\ Internal Developer Platforms are the hottest investment in DevOps right now. They're also failing silently at most organisations, not because the engineering is bad, but because the product thinking is absent. Here's what's actually going wrong, and how to fix it before you torch another budget cycle.
The Number That Should Terrify Every Platform Team
Gartner projects that by the end of 2026, 80% of large software engineering organisations will have a dedicated platform team, up from roughly 45% just three years ago. Billions of dollars in engineering headcount, tooling licenses, and infrastructure are flowing into Internal Developer Platforms (IDPs) right now.

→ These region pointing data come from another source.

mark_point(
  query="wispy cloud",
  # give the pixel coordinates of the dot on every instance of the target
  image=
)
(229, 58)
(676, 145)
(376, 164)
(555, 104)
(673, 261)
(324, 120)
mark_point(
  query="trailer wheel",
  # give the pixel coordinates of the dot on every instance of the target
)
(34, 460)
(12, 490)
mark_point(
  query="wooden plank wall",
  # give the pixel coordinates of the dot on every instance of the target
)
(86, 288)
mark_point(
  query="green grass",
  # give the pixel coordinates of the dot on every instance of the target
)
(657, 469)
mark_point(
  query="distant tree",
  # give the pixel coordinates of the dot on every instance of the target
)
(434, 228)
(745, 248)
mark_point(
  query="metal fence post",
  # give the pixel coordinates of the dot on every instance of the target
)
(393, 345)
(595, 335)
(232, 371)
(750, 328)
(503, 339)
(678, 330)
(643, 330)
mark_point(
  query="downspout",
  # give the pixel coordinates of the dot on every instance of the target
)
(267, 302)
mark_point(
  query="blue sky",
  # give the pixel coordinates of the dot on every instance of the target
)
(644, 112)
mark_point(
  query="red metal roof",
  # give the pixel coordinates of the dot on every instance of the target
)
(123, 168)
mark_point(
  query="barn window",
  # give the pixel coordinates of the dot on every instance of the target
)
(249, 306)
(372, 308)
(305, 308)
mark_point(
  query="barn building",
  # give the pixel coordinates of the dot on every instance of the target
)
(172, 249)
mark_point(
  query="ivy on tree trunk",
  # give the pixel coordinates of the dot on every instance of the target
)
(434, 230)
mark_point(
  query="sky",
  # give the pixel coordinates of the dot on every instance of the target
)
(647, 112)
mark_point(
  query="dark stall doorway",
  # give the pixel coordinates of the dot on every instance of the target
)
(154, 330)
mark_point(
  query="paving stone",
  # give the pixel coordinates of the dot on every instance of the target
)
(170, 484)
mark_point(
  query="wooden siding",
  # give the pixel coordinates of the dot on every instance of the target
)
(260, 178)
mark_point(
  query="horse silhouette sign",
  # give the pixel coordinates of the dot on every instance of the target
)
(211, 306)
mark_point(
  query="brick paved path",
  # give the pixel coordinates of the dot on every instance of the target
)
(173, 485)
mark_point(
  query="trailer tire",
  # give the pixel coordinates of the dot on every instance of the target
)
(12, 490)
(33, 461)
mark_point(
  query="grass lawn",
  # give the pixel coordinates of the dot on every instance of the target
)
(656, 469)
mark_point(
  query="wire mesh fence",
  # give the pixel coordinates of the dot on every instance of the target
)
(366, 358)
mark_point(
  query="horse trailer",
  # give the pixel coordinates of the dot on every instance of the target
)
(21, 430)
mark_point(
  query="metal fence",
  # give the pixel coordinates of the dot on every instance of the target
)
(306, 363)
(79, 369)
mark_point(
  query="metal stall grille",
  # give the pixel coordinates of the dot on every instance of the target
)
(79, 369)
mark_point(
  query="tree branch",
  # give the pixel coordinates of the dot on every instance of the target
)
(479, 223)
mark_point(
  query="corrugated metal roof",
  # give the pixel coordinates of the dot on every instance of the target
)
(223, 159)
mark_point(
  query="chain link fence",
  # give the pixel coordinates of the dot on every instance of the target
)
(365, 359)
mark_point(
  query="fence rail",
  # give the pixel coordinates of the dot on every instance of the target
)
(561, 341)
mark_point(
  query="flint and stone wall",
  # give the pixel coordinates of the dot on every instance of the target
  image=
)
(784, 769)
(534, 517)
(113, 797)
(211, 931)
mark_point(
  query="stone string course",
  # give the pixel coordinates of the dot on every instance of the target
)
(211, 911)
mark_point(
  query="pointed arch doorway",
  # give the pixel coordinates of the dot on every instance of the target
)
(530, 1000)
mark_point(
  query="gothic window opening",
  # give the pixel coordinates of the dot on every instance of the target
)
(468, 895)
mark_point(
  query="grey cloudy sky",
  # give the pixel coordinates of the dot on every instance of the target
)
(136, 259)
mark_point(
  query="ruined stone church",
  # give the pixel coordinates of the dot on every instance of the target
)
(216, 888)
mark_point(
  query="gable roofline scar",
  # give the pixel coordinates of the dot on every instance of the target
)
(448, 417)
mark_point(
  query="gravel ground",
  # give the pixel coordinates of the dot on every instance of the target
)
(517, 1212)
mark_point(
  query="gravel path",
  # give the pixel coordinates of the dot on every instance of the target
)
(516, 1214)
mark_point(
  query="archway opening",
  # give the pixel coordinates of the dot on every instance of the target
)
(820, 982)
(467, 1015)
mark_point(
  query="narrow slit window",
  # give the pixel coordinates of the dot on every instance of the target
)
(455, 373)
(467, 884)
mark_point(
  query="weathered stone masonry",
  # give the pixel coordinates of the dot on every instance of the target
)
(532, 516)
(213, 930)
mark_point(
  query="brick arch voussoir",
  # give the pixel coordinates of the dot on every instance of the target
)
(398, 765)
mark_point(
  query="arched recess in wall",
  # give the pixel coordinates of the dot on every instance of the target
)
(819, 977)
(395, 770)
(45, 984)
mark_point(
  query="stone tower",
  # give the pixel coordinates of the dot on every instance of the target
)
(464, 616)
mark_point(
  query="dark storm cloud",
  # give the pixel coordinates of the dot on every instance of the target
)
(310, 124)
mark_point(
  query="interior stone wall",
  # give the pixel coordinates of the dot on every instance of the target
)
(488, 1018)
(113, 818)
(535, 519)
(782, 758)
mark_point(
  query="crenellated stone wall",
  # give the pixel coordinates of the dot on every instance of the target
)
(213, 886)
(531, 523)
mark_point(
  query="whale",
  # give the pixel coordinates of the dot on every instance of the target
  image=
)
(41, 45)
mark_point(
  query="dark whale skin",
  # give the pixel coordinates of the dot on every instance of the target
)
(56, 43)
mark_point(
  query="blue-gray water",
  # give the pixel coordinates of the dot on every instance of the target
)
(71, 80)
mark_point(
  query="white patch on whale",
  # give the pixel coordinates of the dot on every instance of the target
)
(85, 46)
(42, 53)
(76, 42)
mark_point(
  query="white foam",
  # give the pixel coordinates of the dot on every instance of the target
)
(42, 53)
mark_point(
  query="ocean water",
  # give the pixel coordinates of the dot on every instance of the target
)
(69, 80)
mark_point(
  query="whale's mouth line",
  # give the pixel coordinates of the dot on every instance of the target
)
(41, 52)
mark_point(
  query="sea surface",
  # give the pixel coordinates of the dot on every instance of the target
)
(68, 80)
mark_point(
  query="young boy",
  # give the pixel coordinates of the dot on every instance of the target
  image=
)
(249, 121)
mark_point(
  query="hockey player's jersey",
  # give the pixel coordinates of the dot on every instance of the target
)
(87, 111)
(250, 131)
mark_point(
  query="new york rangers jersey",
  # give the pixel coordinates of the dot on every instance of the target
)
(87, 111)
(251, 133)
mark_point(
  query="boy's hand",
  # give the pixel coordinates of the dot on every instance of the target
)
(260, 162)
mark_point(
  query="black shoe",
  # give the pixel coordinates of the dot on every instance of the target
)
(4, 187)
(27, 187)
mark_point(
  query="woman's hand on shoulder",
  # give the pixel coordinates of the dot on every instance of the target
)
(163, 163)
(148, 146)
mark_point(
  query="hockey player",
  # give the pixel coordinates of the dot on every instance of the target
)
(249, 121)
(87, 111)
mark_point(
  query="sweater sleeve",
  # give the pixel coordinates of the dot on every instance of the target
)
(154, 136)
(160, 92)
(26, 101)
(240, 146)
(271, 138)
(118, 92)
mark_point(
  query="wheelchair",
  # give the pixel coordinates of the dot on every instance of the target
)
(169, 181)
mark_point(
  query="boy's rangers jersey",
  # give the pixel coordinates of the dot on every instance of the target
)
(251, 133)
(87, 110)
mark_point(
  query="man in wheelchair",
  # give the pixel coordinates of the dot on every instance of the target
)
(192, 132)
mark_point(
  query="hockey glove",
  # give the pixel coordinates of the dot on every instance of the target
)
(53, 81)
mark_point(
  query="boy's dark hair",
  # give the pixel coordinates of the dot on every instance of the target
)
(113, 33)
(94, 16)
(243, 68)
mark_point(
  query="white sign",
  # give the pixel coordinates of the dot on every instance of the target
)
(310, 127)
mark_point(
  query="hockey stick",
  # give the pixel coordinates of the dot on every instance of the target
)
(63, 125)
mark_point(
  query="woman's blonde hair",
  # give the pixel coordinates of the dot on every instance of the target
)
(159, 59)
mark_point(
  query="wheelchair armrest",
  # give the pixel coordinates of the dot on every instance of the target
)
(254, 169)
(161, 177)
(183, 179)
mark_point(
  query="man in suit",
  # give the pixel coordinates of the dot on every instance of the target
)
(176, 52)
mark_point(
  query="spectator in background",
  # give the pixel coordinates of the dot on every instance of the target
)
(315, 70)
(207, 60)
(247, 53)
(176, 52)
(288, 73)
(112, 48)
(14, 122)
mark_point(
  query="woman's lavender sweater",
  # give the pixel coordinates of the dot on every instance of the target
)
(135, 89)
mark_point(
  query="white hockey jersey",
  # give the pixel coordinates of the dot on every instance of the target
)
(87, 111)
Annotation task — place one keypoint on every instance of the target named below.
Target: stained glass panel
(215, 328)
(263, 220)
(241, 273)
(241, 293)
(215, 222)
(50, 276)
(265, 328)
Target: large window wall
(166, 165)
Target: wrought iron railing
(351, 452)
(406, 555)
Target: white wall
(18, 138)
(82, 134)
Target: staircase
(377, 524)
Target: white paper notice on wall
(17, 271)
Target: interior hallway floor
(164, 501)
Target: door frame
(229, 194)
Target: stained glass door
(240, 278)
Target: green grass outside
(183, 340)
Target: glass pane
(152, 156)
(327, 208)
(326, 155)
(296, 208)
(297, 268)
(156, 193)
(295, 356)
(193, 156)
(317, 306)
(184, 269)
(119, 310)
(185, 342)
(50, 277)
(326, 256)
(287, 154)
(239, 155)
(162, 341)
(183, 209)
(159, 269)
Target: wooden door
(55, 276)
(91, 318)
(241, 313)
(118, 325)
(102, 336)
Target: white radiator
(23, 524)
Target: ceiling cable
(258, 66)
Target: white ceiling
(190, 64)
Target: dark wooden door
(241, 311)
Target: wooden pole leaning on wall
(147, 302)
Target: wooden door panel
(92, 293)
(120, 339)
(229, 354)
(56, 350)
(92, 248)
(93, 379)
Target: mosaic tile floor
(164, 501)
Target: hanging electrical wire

And then this, buried in a Medium post that made the rounds in April 2026: an engineering org spends $4.2 million on an IDP initiative, Backstage portal, Kubernetes golden paths, the works, runs their first developer satisfaction survey, and discovers that 64% of engineers are still side-stepping the entire platform to deploy with a raw kubectl run command.
I want to sit with that number for a moment. Sixty-four percent. After 18 months and four million dollars.
This is not an isolated story. It's the pattern. And as someone who has spent the last few years architecting cloud platforms and building tooling that engineers actually use, I can tell you the problem is rarely the technology.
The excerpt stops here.